1. You know when a friend makes you a cup of coffee exactly how you like it? Breast milk is like that for your baby. It changes over time to make sure it’s just right (Victora et al, 2016; NHS, 2017).

2. Breast milk can help to reduce the risk of your baby getting infections and diseases by breastfeeding (NHS, 2017).

3. Breastfeeding can be really handy and you can do it anywhere (NHS, 2017).

4. Breastfeeding is a way of bonding with your baby - giving you time together (NHS, 2017).
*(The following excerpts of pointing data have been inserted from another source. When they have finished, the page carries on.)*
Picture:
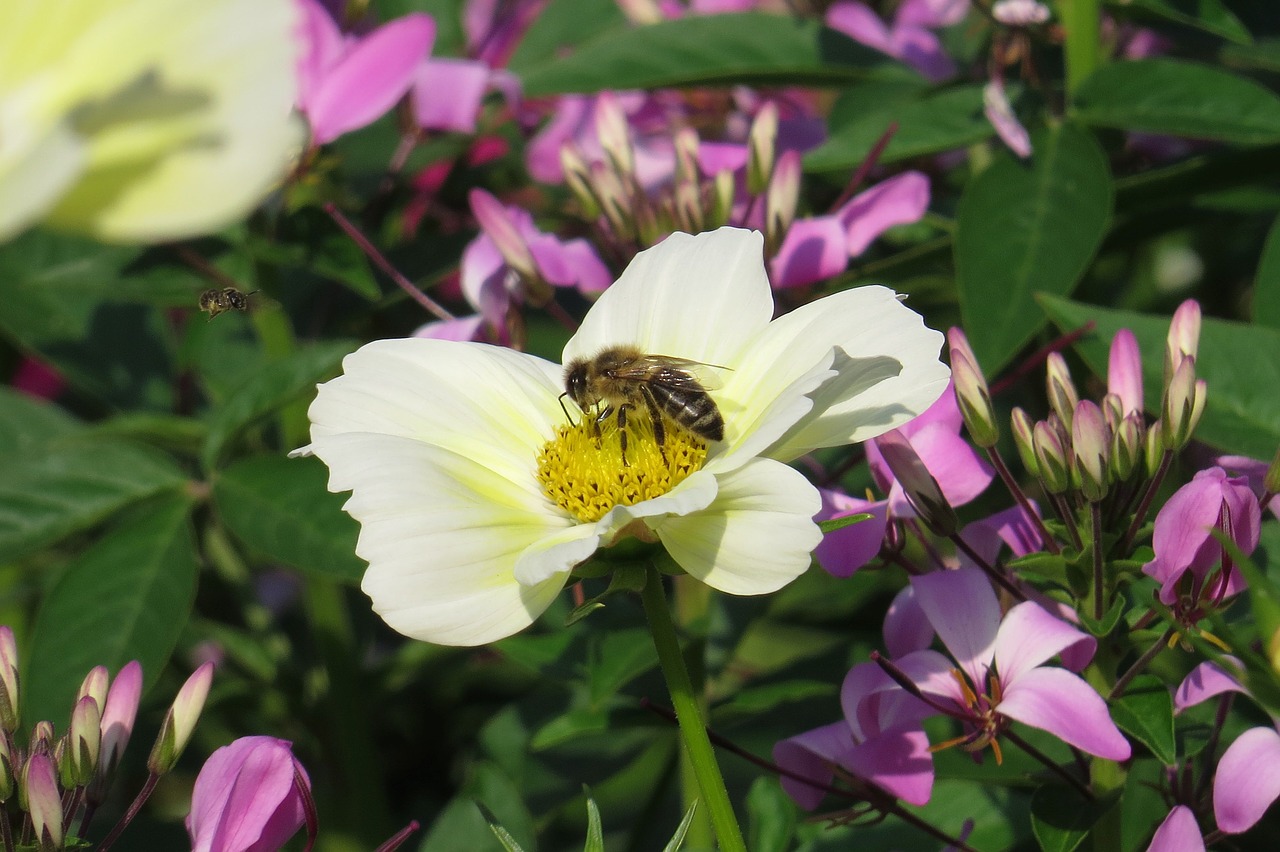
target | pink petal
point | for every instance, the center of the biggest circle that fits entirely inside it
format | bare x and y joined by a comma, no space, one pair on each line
1060,702
905,624
812,756
845,550
922,50
964,610
447,94
370,78
899,761
1178,833
246,797
570,264
1029,636
542,155
859,23
932,13
1202,683
897,201
813,250
1124,370
1004,122
1247,781
321,46
465,328
714,157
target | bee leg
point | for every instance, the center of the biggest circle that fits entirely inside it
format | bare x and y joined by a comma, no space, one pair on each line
659,430
622,431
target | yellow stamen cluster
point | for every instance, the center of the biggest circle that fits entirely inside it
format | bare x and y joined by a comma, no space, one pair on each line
583,472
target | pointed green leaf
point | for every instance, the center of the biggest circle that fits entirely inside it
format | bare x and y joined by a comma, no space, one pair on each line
28,424
1210,15
1266,284
72,486
1240,363
1179,99
1146,713
928,122
270,388
1061,818
1025,228
282,508
127,598
702,50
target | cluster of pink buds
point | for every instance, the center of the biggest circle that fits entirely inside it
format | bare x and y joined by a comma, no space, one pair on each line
612,196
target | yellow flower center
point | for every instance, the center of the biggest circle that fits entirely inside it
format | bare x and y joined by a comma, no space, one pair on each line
584,472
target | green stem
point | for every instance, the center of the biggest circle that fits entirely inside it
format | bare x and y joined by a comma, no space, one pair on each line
691,603
1082,24
693,729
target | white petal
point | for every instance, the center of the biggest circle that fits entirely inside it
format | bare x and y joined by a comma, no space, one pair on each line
561,553
442,535
703,297
757,536
490,404
887,361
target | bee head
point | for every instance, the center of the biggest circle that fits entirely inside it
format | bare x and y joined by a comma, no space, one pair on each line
576,384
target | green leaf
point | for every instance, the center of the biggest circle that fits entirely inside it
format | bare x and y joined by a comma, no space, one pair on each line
270,388
563,26
831,525
1061,818
928,122
1266,285
618,658
1146,713
69,488
594,829
69,299
677,839
127,598
282,508
1242,413
28,424
1210,15
1179,99
726,49
772,816
1025,228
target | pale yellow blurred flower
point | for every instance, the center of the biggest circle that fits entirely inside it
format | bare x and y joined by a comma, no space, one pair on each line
140,120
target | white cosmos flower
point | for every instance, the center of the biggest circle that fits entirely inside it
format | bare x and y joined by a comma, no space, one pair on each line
440,441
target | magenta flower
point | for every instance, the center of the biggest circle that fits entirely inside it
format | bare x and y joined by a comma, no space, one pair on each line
999,673
250,797
960,472
908,39
1248,775
510,242
880,740
819,247
1187,553
346,82
1178,833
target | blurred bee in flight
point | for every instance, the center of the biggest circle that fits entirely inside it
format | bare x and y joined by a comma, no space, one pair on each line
617,380
228,298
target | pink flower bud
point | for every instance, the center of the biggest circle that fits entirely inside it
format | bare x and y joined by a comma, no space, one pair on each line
1124,370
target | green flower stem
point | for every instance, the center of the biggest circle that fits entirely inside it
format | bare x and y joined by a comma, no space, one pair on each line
1082,22
693,729
691,604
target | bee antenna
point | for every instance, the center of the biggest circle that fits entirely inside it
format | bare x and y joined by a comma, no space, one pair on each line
567,416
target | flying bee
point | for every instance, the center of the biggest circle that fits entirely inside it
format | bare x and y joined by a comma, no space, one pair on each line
620,379
228,298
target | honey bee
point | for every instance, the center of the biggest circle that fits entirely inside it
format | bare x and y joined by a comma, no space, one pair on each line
620,379
215,301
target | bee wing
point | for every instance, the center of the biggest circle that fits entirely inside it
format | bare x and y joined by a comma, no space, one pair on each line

5. Breastmilk fact: breast milk is a bioactive fluid (Martin et al, 2016). It contains proteins, fats, vitamins and minerals plus antibodies to fight germs. It also contains hormones that help your baby’s development (Victora et al, 2016).

6. If you can breastfeed your baby, they have a lower risk of ear, respiratory and gastro-intestinal infections and diarrhoea (Victora et al, 2016; Bowatte et al, 2015). Meaning a healthier baby and fewer trips to the hospital for you both (NHS, 2017).

7. Breastfeeding reduces the risk of sudden infant death syndrome (Victora et al, 2016).

8. Premature babies who can drink their mum’s breastmilk have a lower risk of necrotising enterocolitis (Colaizy et al, 2016; NHS 2016), a potentially dangerous bowel disorder.

9. It’s not all about the baby: breastfeeding reduces your risk of obesity and of type 2 diabetes (Horta et al, 2015; Victora et al, 2016).

10. Major plus: fewer children who had breastmilk as babies develop childhood leukemia.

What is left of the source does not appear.